Flexibility is probably the biggest advantage to e-learning programs because they can be accessed from most any computer and completed as time allows. E-learning programs also tend to be significantly cheaper than formal instructor-led training, but unfortunately, e-learning's biggest advantage can be its biggest disadvantage.
E-learning's high flexibility means that organizations often want employees to fit e-learning courses into the gaps of their normal workday or take the courses at home. In my experience, neither of these approaches works very well. In the former, busy techs are likely to by interrupted while taking the e-learning courses, and such interruptions make effective learning nearly impossible. In the latter, employees can construe a mandated e-learning program at home as just another instance of work creeping into their own private time. This can lead to resentment, which again makes effective learning nearly impossible.
E-learning can be a valuable training tool when used correctly. Schedule time during the workday for techs to concentrate totally on their courses. Minimize interruptions and keep the training limited to their normal work hours.
Let's face it: Most help desk training is received on the job. Unless your organization has a hefty training budget, your training program for new techs probably consists of placing them with a senior tech for a few weeks to teach them the ropes. There are two big advantages to on-the-job training. First, it's free and, second, the new techs get to experience real-world problems. Unfortunately, if not done properly, on-the-job training can lead to the perpetuation of bad habits. Your organization should take great care that the information delivered through on-the-job training is accurate and consistent.

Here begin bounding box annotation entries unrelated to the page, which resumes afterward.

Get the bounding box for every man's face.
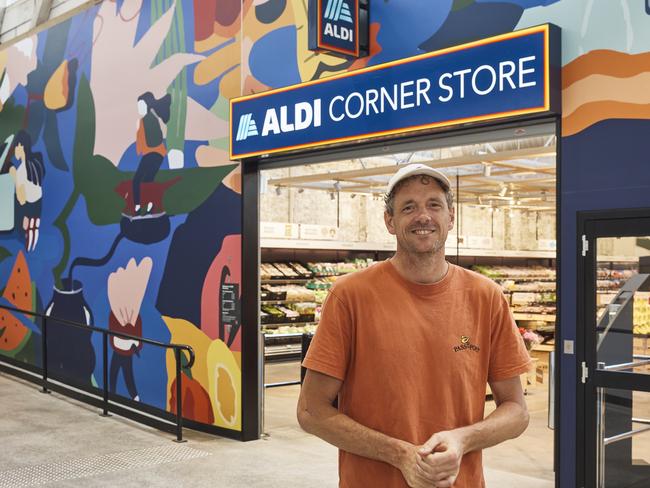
[384,175,454,255]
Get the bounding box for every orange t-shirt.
[303,261,530,488]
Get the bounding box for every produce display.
[472,266,557,320]
[260,259,373,358]
[260,259,650,355]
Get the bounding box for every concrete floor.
[0,363,553,488]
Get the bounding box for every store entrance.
[259,122,557,487]
[581,211,650,488]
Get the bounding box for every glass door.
[581,217,650,488]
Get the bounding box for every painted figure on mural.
[133,92,171,215]
[0,130,45,252]
[108,257,153,401]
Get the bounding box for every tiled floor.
[0,364,553,488]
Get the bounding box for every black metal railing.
[0,304,195,442]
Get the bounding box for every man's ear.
[384,210,395,235]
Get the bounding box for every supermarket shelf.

Although sponsoring group presentations is a low-cost training approach, it combines many of the other training methods' advantages. First, it's cheap because the presenter is usually a member of your help desk team, or perhaps someone from outside the help desk but within the company. Second, it's fairly flexible; you need only schedule a time when all or most of the help desk techs can meet for an hour or so to hear the presentation. Third, everyone who attends the presentation receives the same information. Fourth, real-world issues from your organization can be used to illustrate new concepts or problem-solving methods.
Yet the group presentation technique isn't without a few disadvantages. First, you must ensure the presenter thoroughly understands the subject matter he or she will be presenting. It does you no good to have your team members learn erroneous information. Second, although more flexible than the formal instructor-led training, group presentations can be difficult to schedule because they depend heavily on the availability of your teams and the presenter. Third, not all IT professionals are great trainers. If you don't choose someone who is a good instructor, you're just wasting everyone's time.
A great way to conduct group presentations is through brown-bag lunch sessions. This lets you minimize the time your team members are away from their jobs but isn't as intrusive as scheduling a meeting after or before normal work hours. Either have your team members bring their lunch to the meeting room or, better yet, spend some money from your department's training budget and buy them lunch.
Go for a blended approach
In the end, the training method you choose will depend heavily on your help desk techs' needs and available resources. And no one of these methods is any more or less valid than the others. I would promote a system of blending these methods to make a coherent program of recognized training methods that can be used as and when deemed appropriate.